Chroniques DVD
02
Aoû
1999

Les étoiles évaluent le plaisir ressenti à la découverte des œuvres, rien à voir avec une quelconque note !

weiss fuller documentaire camps falkenau

Genre : l’horreur à l’état pur

Le 9 mai 1945, après la dernière bataille de l'infanterie américaine en Europe avant la signature de l’armistice, à Falkenau dans les Sudètes, un officier, le capitaine Richmond, outré par les notables de la ville voisine qui prétendent ne pas être au courant du camp de concentration voisin où des cadavres ont été jetés comme des déchets et que les soldats ont découverts à leur arrivée, demande à un tout jeune Samuel Fuller de récupérer la caméra que sa mère lui a envoyée et lui ordonne l'ordre de réaliser ce qui sera son premier film : les prétendus innocents vont donner digne sépulture aux cadavres entassés là en les rhabillant avant de les enterrer, sous le regard des soldats américains et russes.
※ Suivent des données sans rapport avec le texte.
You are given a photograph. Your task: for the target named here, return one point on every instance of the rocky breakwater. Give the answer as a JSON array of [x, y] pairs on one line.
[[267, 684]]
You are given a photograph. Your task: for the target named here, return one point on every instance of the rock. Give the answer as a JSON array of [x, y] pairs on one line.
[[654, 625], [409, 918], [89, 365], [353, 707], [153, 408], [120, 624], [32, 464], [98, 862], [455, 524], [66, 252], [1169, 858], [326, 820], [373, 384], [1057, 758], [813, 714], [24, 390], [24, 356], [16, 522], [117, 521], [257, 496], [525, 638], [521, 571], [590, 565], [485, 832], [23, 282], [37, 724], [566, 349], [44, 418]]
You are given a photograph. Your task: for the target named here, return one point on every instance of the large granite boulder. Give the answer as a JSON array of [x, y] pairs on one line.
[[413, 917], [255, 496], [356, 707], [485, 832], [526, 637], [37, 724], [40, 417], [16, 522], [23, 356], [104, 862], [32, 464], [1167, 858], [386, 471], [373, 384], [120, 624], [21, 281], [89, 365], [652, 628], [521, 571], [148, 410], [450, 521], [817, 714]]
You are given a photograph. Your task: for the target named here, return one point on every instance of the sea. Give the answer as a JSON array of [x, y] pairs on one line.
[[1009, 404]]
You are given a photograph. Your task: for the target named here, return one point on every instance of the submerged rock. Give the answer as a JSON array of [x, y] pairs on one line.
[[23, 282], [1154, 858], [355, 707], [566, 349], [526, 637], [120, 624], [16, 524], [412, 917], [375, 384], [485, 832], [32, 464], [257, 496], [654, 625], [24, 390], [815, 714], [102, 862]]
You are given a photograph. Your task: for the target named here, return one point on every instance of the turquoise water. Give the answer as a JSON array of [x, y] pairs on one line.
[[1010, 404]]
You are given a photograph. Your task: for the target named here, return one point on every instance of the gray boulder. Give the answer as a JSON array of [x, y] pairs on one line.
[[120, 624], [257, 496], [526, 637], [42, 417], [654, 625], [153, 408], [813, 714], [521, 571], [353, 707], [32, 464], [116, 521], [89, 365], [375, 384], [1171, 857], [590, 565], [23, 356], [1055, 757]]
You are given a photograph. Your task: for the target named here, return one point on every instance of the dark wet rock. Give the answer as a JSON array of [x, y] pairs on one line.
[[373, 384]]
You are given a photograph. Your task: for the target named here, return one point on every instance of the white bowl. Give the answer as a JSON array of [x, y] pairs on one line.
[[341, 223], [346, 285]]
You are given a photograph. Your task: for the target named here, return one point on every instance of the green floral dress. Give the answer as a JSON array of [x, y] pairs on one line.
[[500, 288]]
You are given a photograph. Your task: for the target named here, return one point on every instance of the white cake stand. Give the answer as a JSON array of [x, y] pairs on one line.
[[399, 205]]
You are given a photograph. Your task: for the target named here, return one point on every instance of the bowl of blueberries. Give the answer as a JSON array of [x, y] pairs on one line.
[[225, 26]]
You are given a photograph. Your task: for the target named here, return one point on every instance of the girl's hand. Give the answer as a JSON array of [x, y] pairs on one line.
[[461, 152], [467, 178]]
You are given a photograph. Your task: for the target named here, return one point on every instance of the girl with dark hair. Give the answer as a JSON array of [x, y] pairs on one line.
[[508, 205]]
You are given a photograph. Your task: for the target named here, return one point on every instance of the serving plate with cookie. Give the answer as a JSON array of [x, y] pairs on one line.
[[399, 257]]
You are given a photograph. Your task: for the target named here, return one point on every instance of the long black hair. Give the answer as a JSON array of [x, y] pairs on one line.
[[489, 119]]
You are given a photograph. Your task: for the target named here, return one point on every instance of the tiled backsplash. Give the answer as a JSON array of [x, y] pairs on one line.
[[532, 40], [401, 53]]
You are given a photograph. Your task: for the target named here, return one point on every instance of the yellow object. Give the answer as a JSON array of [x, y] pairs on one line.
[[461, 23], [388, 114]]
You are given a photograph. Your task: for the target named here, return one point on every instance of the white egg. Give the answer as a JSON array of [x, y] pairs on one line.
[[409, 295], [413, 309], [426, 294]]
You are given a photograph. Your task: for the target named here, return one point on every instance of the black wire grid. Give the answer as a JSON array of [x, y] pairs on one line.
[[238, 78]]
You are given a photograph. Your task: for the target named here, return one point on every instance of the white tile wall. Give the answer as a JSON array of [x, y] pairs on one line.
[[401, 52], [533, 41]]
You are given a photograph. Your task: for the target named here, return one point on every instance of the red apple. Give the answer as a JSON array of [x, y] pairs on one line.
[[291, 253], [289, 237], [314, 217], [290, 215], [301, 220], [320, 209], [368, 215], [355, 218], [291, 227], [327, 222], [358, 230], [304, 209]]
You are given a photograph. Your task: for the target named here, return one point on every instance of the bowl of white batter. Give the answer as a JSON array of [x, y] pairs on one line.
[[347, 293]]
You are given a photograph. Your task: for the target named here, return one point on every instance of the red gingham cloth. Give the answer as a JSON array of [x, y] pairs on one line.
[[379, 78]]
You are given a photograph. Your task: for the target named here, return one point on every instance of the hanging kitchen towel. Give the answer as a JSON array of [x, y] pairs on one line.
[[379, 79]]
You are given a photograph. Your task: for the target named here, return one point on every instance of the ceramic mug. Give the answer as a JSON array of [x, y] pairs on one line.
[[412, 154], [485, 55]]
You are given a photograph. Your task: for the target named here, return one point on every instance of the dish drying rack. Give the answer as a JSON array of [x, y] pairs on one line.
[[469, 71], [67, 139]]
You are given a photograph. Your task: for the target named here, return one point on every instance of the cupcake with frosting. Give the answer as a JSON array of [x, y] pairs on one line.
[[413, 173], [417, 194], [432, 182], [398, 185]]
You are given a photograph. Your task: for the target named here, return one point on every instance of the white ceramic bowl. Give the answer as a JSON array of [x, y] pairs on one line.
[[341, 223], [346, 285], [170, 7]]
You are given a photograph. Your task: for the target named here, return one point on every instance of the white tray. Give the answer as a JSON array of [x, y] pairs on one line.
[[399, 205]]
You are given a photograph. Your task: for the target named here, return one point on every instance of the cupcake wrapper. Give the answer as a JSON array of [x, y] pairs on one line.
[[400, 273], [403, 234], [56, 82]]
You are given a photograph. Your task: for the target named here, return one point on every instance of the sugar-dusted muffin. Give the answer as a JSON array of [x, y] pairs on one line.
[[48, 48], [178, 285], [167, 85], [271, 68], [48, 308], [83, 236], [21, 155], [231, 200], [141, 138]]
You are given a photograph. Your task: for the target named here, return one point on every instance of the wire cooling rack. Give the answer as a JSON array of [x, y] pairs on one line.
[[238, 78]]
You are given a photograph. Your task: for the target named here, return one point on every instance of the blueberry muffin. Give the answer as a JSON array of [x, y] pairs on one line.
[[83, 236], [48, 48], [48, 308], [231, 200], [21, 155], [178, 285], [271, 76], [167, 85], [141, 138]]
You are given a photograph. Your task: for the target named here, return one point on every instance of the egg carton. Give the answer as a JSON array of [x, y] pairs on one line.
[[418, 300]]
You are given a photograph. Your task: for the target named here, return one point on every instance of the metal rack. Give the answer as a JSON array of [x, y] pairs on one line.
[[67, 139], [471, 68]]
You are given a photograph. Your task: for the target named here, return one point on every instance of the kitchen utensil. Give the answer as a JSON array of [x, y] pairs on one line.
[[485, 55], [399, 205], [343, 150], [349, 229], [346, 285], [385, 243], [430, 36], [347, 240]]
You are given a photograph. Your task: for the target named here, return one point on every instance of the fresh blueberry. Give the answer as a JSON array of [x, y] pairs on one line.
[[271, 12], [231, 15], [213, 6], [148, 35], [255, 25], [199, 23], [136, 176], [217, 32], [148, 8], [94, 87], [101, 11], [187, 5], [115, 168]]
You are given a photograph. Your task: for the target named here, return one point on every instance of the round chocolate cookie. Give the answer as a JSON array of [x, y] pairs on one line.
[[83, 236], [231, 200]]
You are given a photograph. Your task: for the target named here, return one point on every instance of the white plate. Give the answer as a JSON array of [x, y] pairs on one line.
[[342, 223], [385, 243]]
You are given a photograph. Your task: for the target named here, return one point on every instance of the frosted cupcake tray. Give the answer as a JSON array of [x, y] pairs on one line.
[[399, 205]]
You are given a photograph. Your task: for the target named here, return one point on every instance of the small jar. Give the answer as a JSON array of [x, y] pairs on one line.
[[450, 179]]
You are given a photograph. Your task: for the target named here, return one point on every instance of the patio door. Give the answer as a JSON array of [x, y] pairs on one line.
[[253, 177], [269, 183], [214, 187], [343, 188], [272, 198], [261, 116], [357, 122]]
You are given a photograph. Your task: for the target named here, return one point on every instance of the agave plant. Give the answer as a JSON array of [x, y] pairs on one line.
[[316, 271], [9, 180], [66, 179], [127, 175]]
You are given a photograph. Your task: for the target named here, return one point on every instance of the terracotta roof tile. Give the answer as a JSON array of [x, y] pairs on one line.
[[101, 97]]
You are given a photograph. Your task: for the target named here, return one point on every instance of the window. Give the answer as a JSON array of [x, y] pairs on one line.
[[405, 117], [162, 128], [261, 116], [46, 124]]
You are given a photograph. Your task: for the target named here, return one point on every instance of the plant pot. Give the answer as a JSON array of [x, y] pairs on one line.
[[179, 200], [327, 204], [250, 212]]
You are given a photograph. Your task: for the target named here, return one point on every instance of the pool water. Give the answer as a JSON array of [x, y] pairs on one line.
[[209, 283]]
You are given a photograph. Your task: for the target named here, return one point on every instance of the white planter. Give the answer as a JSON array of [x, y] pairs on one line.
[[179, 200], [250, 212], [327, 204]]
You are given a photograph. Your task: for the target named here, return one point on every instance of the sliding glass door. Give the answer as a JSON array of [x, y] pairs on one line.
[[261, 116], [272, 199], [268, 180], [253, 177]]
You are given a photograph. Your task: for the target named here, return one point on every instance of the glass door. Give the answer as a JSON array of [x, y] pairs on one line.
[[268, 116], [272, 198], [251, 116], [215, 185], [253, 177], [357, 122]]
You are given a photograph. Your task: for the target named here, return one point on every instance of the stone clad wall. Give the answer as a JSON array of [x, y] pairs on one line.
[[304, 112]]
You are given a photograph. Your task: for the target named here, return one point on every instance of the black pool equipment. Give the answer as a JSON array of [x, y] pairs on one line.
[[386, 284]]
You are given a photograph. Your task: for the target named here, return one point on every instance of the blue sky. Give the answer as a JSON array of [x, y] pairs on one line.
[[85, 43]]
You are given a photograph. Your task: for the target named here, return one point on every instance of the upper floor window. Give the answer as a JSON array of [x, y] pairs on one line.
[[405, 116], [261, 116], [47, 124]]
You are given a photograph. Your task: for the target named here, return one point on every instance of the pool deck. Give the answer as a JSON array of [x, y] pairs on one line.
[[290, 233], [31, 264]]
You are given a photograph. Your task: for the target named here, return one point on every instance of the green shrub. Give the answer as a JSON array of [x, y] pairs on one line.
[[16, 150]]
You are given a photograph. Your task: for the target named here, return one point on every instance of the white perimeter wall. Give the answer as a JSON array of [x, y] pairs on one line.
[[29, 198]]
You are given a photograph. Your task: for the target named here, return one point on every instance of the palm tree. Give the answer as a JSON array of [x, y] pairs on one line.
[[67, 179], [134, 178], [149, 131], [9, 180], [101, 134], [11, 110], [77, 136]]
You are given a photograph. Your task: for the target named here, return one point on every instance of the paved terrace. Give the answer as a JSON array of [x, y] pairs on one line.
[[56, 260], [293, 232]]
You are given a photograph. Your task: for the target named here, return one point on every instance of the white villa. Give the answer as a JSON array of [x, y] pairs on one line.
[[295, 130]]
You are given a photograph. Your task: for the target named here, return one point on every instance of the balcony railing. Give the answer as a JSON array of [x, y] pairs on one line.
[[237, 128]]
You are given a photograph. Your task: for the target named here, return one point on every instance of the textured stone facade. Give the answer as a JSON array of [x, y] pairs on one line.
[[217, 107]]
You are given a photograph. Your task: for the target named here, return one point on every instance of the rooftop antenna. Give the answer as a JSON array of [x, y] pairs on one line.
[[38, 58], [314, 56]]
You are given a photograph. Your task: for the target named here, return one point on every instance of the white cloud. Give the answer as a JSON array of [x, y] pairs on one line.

Dans son témoignage qui ne manque pas d'amertume ni d'acide, Fuller ironise sur le fait que tout « finit » à l’endroit où tout a commencé, quand Chamberlain et les autres s’étaient écrasés devant Hitler fin septembre 1938 en signant les accords de Münich. Le récit, entrecoupé au départ d’images de certains de ses propres films forcément marqués par la macabre découverte du camp, est rapidement suivi des images authentiques, les seules qui aient survécu de ce genre d'événement, tournées sur place et où l'on voit des civils habiller les corps qui n'ont pas pu être brûlés avant de les amener sur de petites charrettes vers leur lieu de sépulture où les coupables de mensonge vont aussi devoir s’affairer.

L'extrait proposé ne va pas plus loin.